Main question
Consider the stochastic process $\{x_t\}_{t\in T}$ with $T=\mathbb{Z}_+$ on $(\Omega,\mathcal{F},\mathbb{P})$.
If we let $x$ be adapted to the natural filtration $\{\mathcal{F}_t\}_{t\in T}$ we can ask questions about the law, $\mathbb{P}^x$, like whether it is a Martingale w.r.t. it etc. and so write down expressions like
$$\mathbb{P}^x_{n+1}(x_{n+1}|\mathcal{F}_n)=\mathbb{P}^x_{n+1}(x_{n+1}|\sigma(x_m:m\leq n))$$
where, as usual, $\mathcal{F}_n\subseteq\mathcal{F}_{n+1}$ and, given some simple case where the measureable space for $x$ is finite such that it takes values in $A$ with sigma algebra $2^A$ we can write down finite dimensional distributions of $\mathbb{P}^x$ which are going to look something like a chapman kolmogorov eq
$$\mathbb{P}^x_{0,\ldots,n}(x_0,x_1,x_2,\ldots,x_n)=\mathbb{P}^x_0(x_0)\mathbb{P}^x_1(x_1|\mathcal{F}_0)\ldots\mathbb{P}^x_n(x_n|\mathcal{F}_{n-1})\\ =\mathbb{P}^x_0(x_0)\mathbb{P}^x_1(x_1|\sigma(x_0))\ldots\mathbb{P}^x_n(x_n|\sigma(x_0,x_1,\dots,x_{n-1}))$$
To be Markov we have $\mathbb{P}^x_{n+1}(x_{n+1}|\mathcal{F}_n)=\mathbb{P}^x_{n+1}(x_{n+1}|\sigma(x_n))$ but I want to think about this the other way around.

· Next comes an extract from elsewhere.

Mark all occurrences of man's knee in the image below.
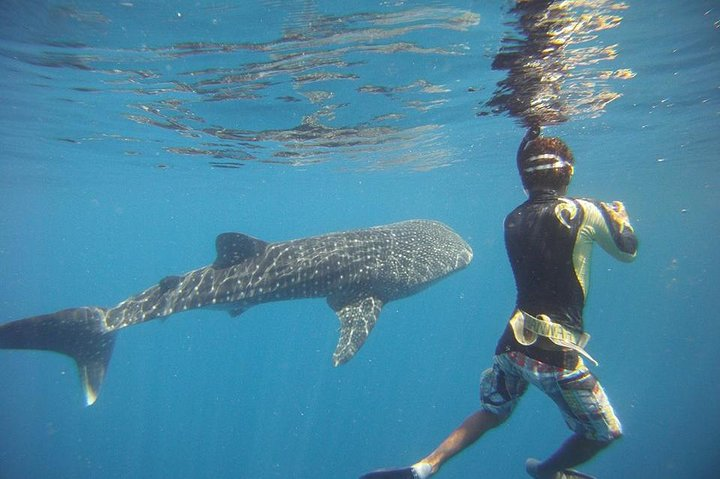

If under the natural filtration $x$ is non-markov, I want to consider a law on $x$ where it is Markov, i.e. that it uses only information from the previous time step. This means that I am asserting the existence of some measure $\mathbb{Q}^x$ such that
$$\mathbb{Q}^x_{0,\ldots,n}(x_0,x_1,x_2,\ldots,x_n)=\mathbb{Q}^x_0(x_0)\mathbb{Q}^x_1(x_1|\sigma(x_0))\mathbb{Q}^x_2(x_2|\sigma(x_1))\ldots\mathbb{Q}^x_n(x_n|\sigma(x_{n-1}))$$
The question is can I consider this law $\mathbb{Q}^x$ as arising from the process $x$ being adapted to some 'non-natural' filtration $\mathcal{F}_t^M$ where $\mathcal{F}_n^M=\sigma(x_{n-1})$? The first and obvious issue is that we pretty emphatically don't have $\mathcal{F}_n^{M}\subseteq \mathcal{F}_{n+1}^{M}$. Can this be cast in such a way? Is this even a sensible question?
Quick secondary question
Say we have two stochastic processes, $\{x^1_t\}_{t\in T}$ $\{x^2_t\}_{t\in T}$, am I correct in saying that the natural filtration would be $\mathcal{F}_n=\sigma(x^1_m,x^2_m:m\leq n)$ and that this would be different to the natural filtration on just $x^1$ which would be $\mathcal{F}^1_n=\sigma(x^1_m:m\leq n)$? And that we would have $\mathcal{F}^1_n\subseteq \mathcal{F}_n$?